A poll conducted by Haaretz in September showed rising support for the Labor Party, whose new leader, Shelly Yachimovich, advocates stronger social welfare policies. Another politician who may benefit from the unrest this summer is Aryeh Deri, an ultra-Orthodox Moroccan Jew who led Shas in the 1990s until he was convicted on corruption charges. Despite his black skullcap and tattered past, Deri is a moderate who, a few months ago, announced his intention to reenter politics by launching a movement that will focus on social issues. Unlike the current leaders of Kadima and the Labor Party, he could potentially appeal not only to the Mizrahi community but also to ultra-Orthodox Jews who realize that finding jobs rather than living on government handouts is in their own best interest. (More than half of the Haredim live below the poverty line and a growing number want to work, as evidenced by the four thousand who turned up at a recent jobs fair in Jerusalem.)

Whether joining the workforce would actually lift them out of poverty is another matter. Wages for most Israelis have stagnated in the past decade, and the ranks of the working poor have grown, thanks in part to the estimated 250,000 migrant laborers from Asia and Africa brought into the country to do menial jobs once performed by Palestinians.

On September 26, the committee formed by Netanyahu in response to the social protests issued a set of recommendations to address inequality that would cost $8 billion over the next five years. The plan, which calls for lowering defense spending, increasing housing subsidies, and providing free education for all children at the age of three (as opposed to the current age of five), was praised by Netanyahu as “a landmark in Israel’s economy and society.” The protesters offered a harsher appraisal, dismissing the proposals as cosmetic reforms that did not go nearly far enough. At a press conference in Tel Aviv, Daphni Leef announced that there would be more demonstrations when the Knesset returned to session in late October.

To judge by the turnout in Tel Aviv on October 15, when several hundred Israelis gathered to express solidarity with the Occupy Wall Street encampment in Manhattan, and take part in the international Global Day of Action, a second wave of mass demonstrations is unlikely, at least in the short term. The Tel Aviv rally was smaller than the protests that took place in cities such as Rome and Berlin, suggesting a waning of energy and shift to other concerns.
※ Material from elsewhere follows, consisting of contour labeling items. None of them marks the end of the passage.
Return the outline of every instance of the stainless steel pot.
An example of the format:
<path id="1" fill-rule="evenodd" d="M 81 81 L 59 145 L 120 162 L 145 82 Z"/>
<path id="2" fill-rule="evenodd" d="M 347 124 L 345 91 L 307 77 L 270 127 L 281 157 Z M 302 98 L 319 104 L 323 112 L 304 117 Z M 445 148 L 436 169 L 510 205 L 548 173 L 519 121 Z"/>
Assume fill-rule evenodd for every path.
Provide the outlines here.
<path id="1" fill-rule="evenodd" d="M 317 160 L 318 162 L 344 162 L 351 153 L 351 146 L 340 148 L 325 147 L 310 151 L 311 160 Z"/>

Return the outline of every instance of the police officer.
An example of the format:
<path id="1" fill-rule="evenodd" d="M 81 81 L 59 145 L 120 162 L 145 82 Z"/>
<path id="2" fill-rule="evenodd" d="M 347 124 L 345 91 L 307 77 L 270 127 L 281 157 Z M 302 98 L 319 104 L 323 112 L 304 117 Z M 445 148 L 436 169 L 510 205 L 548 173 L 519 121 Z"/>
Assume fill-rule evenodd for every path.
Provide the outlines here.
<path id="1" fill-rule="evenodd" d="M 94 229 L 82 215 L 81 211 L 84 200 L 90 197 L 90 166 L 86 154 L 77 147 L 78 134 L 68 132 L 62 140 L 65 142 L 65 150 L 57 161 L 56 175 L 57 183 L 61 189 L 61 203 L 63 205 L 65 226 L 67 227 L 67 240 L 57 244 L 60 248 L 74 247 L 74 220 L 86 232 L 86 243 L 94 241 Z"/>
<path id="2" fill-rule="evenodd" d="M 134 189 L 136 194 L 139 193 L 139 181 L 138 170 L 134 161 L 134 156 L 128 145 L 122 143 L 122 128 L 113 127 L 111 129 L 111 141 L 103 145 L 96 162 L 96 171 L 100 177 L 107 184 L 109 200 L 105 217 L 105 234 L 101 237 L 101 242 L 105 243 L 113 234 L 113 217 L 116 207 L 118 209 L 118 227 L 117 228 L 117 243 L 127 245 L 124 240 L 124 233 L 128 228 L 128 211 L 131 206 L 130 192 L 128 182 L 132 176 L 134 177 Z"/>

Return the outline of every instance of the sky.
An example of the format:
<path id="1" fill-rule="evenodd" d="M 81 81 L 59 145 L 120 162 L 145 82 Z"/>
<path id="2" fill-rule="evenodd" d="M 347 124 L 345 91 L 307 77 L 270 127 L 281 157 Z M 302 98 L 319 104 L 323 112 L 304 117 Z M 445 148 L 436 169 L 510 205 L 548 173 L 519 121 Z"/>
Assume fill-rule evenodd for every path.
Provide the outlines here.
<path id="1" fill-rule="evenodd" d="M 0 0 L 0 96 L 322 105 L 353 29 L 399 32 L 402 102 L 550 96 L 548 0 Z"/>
The Israeli cabinet approved the $8 billion plan to address inequality, but the news was quickly overshadowed by the deal struck between Hamas and Netanyahu for the release of the abducted Israeli soldier Gilad Shalit.

Netanyahu surely hopes that by the time elections take place the paramount concern of most Israelis will once again be bitachon—security. But if the protests this summer proved nothing else, it’s that many citizens are no longer waiting for elections to air their grievances or for their leaders to tell them what is important. When Knesset members dropped by the tents this summer to express their (belated) support, the reaction was cool. When the protesters were advised to go home after the violence in August, they refused, not because they didn’t care about security but because the word carried a different meaning to them. “If we don’t have health care, education, housing, a welfare system, we’ll never have security,” Stav Shafir said. “You need to have a strong society to have security, and right now our society is very weak.”